CYCLISME L’étape de mercredi, avec neuf secteurs pavés au programme, s’annonce terrible pour les coureurs pas habitués...

Nicolas Camus

— 

Frank Schleck soigné par le médecin du Tour de France après sa chute dans un secteur pavé lors de la 3e étape de l'édition 2010.
Frank Schleck soigné par le médecin du Tour de France après sa chute dans un secteur pavé lors de la 3e étape de l'édition 2010. — JOEL SAGET / POOL / AFP

Il y a les spécialistes, les vrais. Ceux qui déboulent dans la trouée d’Arenberg à 50 km/h et qui sentent à peine quelques picotements dans les bras. Les Fabian Cancellara, quoi. Et puis il y a les autres, plutôt grimpeurs ou petits gabarits, qui préfèrent regarder gentiment le Tour des Flandres et Paris-Roubaix à la télé en attendant des routes plus adaptées à leurs capacités. Sauf que quand les pavés s’invitent sur le parcours du Tour de France, comme sur cette 4e étape entre Ypres et Arenberg-Porte du Hainaut, mercredi, ils ne peuvent pas y couper.

Dire qu’ils n’abordent pas cette étape nordiste en toute sérénité relève de l’euphémisme. «On y pense bien avant le Tour. Et je peux vous dire que la veille on a beaucoup de mal à dormir. Il y a énormément de stress et de tension», raconte Sandy Casar. L’ancien coureur de la FDJ, plus à l’aise sur des pentes à 8 % que sur des pavés, se souvient parfaitement de la 3e étape du Tour 2010, qui était également arrivée à Wallers-Arenberg. «On était allé reconnaître le parcours, et puis on s’était entraîné sur quelques secteurs avec Frédéric Guesdon [vainqueur de Paris-Roubaix en 1997]. Il avait donné des conseils aux non-initiés comme moi. En fait, le point important c’est moins les pavés en eux-mêmes que la façon dont on arrive sur les secteurs. C’est le placement qui fait toute la différence», explique-t-il.

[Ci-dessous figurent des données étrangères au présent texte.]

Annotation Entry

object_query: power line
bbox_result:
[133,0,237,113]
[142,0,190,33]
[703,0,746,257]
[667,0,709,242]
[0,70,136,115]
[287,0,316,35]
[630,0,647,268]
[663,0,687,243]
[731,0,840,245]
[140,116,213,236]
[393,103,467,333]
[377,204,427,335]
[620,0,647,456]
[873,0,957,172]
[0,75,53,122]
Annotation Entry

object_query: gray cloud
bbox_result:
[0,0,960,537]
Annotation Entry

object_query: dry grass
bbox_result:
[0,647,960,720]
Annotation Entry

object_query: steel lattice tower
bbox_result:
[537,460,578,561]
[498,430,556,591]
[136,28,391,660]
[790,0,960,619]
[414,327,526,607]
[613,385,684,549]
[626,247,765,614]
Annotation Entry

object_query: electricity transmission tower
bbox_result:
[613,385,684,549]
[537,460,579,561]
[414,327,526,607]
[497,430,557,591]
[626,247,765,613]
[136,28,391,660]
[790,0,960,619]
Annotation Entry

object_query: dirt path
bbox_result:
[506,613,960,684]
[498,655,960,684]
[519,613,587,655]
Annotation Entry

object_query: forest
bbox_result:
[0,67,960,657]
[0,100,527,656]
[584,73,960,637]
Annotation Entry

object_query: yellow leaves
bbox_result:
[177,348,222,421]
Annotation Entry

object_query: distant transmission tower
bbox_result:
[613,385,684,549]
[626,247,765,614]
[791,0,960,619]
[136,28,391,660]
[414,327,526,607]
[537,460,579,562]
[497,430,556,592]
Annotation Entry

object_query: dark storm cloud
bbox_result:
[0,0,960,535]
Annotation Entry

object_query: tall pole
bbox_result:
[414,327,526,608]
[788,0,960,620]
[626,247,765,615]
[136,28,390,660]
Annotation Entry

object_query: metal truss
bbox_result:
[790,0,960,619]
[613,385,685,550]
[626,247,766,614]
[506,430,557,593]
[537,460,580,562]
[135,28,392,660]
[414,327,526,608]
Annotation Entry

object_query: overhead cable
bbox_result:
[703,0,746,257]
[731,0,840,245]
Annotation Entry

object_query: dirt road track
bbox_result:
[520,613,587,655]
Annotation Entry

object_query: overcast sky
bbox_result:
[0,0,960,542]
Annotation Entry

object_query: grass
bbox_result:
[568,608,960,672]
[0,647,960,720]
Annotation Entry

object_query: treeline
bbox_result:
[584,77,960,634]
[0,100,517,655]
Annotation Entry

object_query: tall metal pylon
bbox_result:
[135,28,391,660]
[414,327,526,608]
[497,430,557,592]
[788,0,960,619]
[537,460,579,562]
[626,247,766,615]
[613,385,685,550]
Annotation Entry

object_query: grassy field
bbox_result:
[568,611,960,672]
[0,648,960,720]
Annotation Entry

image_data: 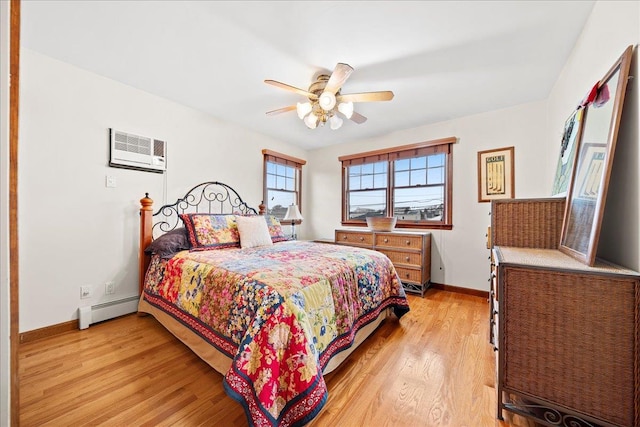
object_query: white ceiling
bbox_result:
[21,0,594,149]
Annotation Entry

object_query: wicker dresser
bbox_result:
[490,199,640,427]
[335,229,431,296]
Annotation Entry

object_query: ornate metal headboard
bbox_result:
[139,181,264,291]
[145,181,258,238]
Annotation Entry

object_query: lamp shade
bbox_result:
[296,102,311,120]
[329,114,342,130]
[318,91,336,111]
[282,204,304,221]
[303,113,318,129]
[338,101,353,119]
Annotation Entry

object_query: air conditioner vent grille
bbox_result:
[109,129,166,173]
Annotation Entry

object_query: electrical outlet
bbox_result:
[104,282,116,295]
[80,286,91,299]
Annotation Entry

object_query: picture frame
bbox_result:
[558,45,633,266]
[478,147,515,203]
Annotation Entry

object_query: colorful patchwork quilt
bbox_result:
[143,241,409,426]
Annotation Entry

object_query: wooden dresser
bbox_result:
[490,199,640,427]
[335,229,431,296]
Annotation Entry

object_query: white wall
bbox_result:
[0,1,11,427]
[547,1,640,270]
[19,48,306,332]
[307,101,555,290]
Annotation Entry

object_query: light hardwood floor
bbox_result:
[20,289,528,427]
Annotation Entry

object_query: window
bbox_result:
[262,150,307,220]
[339,137,457,229]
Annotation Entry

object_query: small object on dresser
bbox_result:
[367,216,397,231]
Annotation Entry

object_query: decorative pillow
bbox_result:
[236,216,273,248]
[265,215,289,243]
[180,213,240,251]
[144,227,191,259]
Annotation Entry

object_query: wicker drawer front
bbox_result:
[499,267,640,426]
[379,249,422,268]
[376,234,422,250]
[336,231,373,246]
[396,267,422,283]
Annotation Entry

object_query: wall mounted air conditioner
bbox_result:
[109,129,167,173]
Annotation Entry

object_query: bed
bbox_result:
[138,182,409,426]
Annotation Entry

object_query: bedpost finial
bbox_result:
[140,193,153,211]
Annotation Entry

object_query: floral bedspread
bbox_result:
[144,241,409,426]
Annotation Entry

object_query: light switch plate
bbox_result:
[105,175,117,188]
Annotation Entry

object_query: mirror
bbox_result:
[560,46,633,266]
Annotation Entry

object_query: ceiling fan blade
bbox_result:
[267,105,296,116]
[338,90,393,102]
[350,111,367,125]
[264,80,318,100]
[324,62,353,95]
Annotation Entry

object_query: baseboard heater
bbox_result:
[78,296,140,329]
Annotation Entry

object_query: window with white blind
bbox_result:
[262,150,307,220]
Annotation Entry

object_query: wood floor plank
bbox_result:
[19,289,532,427]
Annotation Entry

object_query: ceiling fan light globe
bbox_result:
[318,91,336,111]
[338,101,353,119]
[329,115,342,130]
[296,102,311,120]
[303,113,318,129]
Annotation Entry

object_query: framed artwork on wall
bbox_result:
[551,108,584,197]
[478,147,515,202]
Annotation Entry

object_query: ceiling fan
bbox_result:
[264,62,393,130]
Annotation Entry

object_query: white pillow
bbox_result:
[236,215,273,248]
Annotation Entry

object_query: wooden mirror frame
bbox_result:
[559,46,633,266]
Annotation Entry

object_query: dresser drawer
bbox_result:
[336,231,373,246]
[375,233,422,250]
[396,267,422,284]
[378,249,422,268]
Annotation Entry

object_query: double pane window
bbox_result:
[340,138,456,228]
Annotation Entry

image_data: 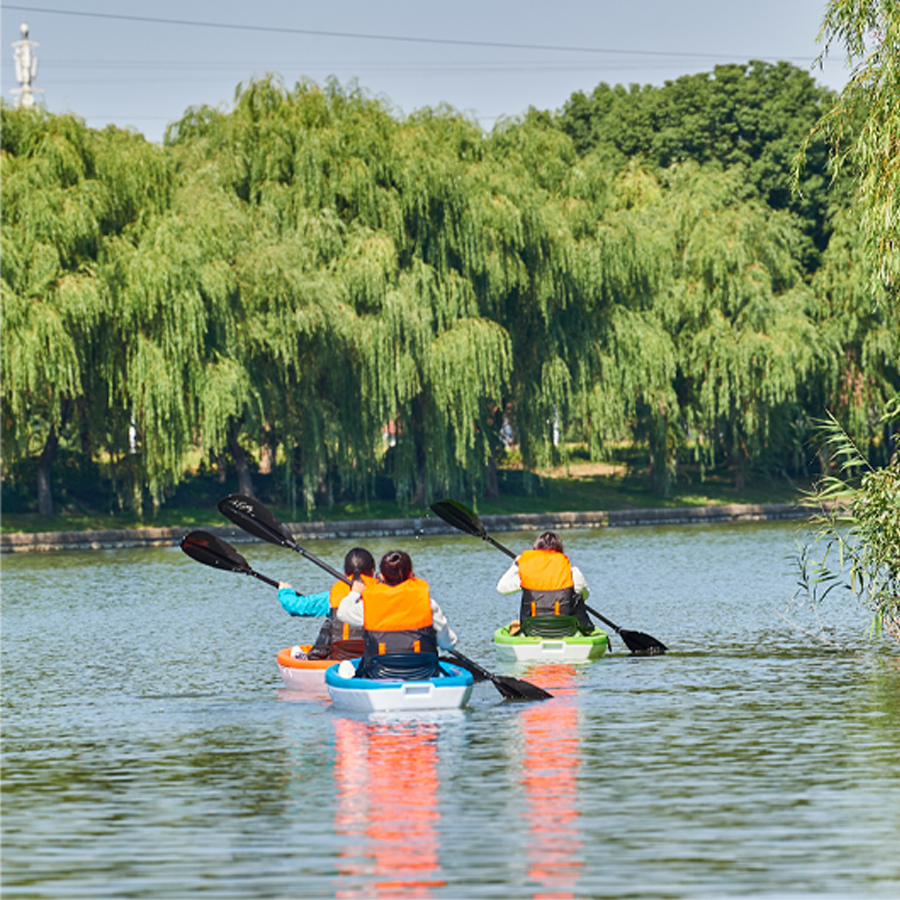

«Le but est de perdre le moins de temps possible»

Voilà pour la préparation et la théorie. Ensuite, il y a le jour-J. L’objectif n’est pas de suivre les grosses cuisses du peloton. Il faut savoir rester à sa place. «Pour des coureurs comme moi, le but est de perdre le moins de temps possible, et surtout de passer ces pavés sans encombres, poursuit Casar. On redoute la chute. Le Tour, ce sont des mois de sacrifices avant et on sait qu’on peut tout perdre en une seconde.» Demandez donc à Frank Schleck, qui avait laissé une clavicule et ses rêves de podium sur le bas-côté du secteur de Sars-et-Rosières en 2010.

Car les favoris pour la victoire finale ne sont pas non plus des spécialistes. Chris Froome, déjà tombé en début d’étape mardi, n’aura pas le droit à l’erreur, tout comme Alberto Contador. Leurs coéquipiers vont tenter de les mettre dans les meilleures conditions à l’entrée des zones clés, et on peut parier que ça va frotter très fort. Avec les risques que cela engendre. «Au départ de Paris-Roubaix, les 200 gars savent pourquoi ils sont là, ce qu’ils vont faire. Au Tour de France, sur les 200, plus de la moitié ne sont pas des habitués du terrain. C’est comme si en rallye, on mettait la moitié de pilotes de Formule 1», illustre le directeur sportif de la FDJ. fr, Marc Madiot. Et en plus, on annonce de la pluie sur le Nord ce mercredi. L’«Enfer», jusqu’au bout.